The High Street was still noisily busy, and with the coming of night was brilliant with many lights. The rain, too, sputtered only fitfully, and so the open air stall-keepers hung out their wares again. This was not like Cornwall, to our thinking; it more nearly resembled the Edgware Road on a Saturday night, save that dissipation was not evident. The folk were orderly, as might be expected of the Cornish people, even on Saturday evening.
The Cornishman is imaginative, and deeply, emotionally, but unaffectedly religious. He is a Celt, and consequently he generally wears an air of gentle melancholy. Hospitality and warm-heartedness are also among his characteristics, as all who have journeyed much in Cornwall have occasion to know.
But although the Cornishman is so religiously disposed, Cornwall is by no means a stronghold of the Established Church; the Cornishman’s piety runs in the channel of Dissent, and in many lonely valleys, and frequently on wild moorlands, far from sight of other houses, you come upon his conventicles, built after the fashion of the houses that are represented in children’s first efforts at drawing, in what I may perhaps be allowed to term the “box-of-bricks” style of architecture.
These Bible Christian or Bryanite chapels, with their Wesleyan rivals, are numerous above those of all other sects, and are nearly all inexpressibly dreary in appearance. In the larger towns they are often of immense bulk, as witness the chapels of the various Wesleyan sects at Redruth, of a size larger beyond comparison with the parish church.

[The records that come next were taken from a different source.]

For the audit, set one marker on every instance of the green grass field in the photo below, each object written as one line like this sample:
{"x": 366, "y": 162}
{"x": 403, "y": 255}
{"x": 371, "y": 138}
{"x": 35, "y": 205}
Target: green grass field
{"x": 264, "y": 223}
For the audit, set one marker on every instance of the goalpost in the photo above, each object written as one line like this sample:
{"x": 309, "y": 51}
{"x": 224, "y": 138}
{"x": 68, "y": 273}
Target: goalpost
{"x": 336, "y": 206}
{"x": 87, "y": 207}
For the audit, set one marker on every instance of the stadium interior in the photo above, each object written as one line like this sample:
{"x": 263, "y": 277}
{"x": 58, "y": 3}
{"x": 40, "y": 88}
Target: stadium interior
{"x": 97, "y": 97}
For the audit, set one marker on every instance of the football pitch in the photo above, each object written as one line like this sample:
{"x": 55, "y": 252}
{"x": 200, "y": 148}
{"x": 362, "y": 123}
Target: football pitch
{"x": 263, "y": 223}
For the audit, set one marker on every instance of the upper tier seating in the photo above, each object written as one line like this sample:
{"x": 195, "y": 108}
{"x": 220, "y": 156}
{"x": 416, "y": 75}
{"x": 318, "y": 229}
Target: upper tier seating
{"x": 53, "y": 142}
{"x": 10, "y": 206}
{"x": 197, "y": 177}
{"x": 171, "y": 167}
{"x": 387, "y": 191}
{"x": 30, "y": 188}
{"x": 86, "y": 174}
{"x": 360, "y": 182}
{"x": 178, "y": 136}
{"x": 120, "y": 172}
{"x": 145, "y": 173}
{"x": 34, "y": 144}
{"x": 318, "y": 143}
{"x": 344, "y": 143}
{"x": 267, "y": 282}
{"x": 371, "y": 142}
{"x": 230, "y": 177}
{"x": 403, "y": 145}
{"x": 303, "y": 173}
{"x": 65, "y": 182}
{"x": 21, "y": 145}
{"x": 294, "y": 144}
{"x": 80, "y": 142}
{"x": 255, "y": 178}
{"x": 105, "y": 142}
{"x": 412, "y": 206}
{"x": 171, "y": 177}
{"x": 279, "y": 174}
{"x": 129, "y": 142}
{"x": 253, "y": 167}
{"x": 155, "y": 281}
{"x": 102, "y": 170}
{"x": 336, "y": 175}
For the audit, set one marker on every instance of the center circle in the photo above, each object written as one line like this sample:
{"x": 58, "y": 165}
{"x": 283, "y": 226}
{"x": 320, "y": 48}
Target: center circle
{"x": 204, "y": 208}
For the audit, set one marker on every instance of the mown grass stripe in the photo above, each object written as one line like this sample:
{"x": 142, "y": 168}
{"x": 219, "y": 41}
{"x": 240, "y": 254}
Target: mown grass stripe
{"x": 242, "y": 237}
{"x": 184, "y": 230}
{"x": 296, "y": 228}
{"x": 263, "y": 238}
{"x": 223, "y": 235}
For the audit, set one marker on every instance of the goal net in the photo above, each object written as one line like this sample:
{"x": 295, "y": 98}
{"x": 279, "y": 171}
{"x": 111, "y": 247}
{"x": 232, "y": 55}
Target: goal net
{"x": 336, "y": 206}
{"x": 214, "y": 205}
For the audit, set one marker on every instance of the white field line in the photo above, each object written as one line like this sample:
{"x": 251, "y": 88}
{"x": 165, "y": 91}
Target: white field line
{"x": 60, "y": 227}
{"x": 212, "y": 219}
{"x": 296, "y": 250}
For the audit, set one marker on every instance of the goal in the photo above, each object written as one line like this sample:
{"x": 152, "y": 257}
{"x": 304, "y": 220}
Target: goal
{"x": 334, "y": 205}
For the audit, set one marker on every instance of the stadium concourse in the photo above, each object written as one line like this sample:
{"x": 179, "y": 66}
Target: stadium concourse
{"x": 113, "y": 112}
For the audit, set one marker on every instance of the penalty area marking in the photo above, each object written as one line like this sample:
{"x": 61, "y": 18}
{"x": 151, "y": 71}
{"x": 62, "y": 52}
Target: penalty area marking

Not only is the Establishment weak in its hold on the people; it labours under the additional disadvantage of scanty revenues; rich livings are the exception rather than the rule in Cornwall. If you take up the “Clergy List,” and scan the values of Cornish livings, you will find them, in a very large proportion of cases, extremely meagre; the clerk in holy orders frequently not receiving so large a sum as the small stipend accorded his secular namesake of London city—poor clerk!
We did not remain at Redruth the following day (Sunday), but left the town shortly after breakfast, on our way westward. Carn Brea Hill loomed ahead beyond the works of the tin-streamers, and we made direct for it.
LXIV.
Carn Brea is a hill of commanding personality, steep and rugged, and encumbered with huge granite boulders, that give its highest point a peculiarly fantastic corona. Here, where rocks are largest and more wildly strewn, long-forgotten builders have contrived a gaunt tower, perched airily on devil-poised crags, overlooking the scarred and streaked mining-field that here stretches from sea to sea. It is with disgust that, as you make a painful and involved ascent of the hillside, and draw nearer this old fortress, you observe its walls repaired with stucco, and its windows filled with ginger-beer bottles and bottles of sweets.